I am trying to deploy the same code (identical git hash) to two Applications. The first one worked, multi container deployment, everything is nice, The second one doesn’t/isn’t. There are some environment variables different between the two applications, but the only other significant difference I can see are that the connected devices are on different wifi networks. Of the failing application, one device is on a rather poor VDSL connection and the other one has a reasonably good VDSL connection.
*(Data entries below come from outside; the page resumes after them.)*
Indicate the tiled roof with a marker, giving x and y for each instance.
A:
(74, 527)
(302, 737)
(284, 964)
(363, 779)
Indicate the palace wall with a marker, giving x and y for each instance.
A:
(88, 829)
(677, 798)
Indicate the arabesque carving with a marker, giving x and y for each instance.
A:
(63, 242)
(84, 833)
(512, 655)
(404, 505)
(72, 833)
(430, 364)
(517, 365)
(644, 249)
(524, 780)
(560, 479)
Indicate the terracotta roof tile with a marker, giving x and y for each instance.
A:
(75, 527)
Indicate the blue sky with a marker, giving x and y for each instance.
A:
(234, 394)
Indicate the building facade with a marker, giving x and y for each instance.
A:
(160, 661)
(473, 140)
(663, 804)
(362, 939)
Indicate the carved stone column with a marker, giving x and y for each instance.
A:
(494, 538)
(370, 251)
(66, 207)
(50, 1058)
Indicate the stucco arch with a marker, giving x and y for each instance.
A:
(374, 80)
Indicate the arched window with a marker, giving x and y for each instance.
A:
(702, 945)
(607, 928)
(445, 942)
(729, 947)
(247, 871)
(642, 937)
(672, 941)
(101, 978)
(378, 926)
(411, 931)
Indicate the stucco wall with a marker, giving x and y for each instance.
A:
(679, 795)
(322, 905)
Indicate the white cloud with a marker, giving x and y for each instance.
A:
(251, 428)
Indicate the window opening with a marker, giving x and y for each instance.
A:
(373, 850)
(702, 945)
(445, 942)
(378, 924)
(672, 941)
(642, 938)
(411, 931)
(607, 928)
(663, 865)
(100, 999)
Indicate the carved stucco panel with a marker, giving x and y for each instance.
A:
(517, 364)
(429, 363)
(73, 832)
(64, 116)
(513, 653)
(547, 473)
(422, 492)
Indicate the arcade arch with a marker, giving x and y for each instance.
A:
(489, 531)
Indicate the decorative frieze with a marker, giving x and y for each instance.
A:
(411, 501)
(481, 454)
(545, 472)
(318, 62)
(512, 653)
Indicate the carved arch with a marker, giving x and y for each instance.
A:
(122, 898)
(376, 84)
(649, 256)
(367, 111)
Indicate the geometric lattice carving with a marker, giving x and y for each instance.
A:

The device with the poor connection is failing with a lot of logs like this:
10.11.18 10:57:28 (+1100) Downloading image 'registry2.balena-cloud.com/v2/aa5a2db06d3e56b4cf0da4cc64a7090f@sha256:98ee3a2a1bba61e2978e75c9d77a628152b6e88cb8d7dde89df7eebb6bdfb839' 10.11.18 10:57:55 (+1100) Failed to download image 'registry2.balena-cloud.com/v2/aa5a2db06d3e56b4cf0da4cc64a7090f@sha256:98ee3a2a1bba61e2978e75c9d77a628152b6e88cb8d7dde89df7eebb6bdfb839' due to '(HTTP code 500) server error - Get https://registry2.balena-cloud.com/v2/v2/aa5a2db06d3e56b4cf0da4cc64a7090f/manifests/sha256:98ee3a2a1bba61e2978e75c9d77a628152b6e88cb8d7dde89df7eebb6bdfb839: net/http: TLS handshake timeout '
And, predictably, the image downloads keep restarting. Sometimes the download restarts when the dashboard reaches 100% (same error), sometimes it’s part-way through download when it fails. Usually the image downloads seem to fail independently, but occasionally all 7 images fail in synchrony.
The failing device with a faster internet connection has all 7 images download, but it only starts one successfully and two keep restarting (postgres and redis) with complaints about missing files. The other 4 containers are not even trying to restart (status “Downloaded”), but that makes sense given the dependency tree between containers.
I’ve tried waiting patiently, rebooting, restarting, and poking buttons randomly. I’m not sure what else to try… can anyone give me some hints?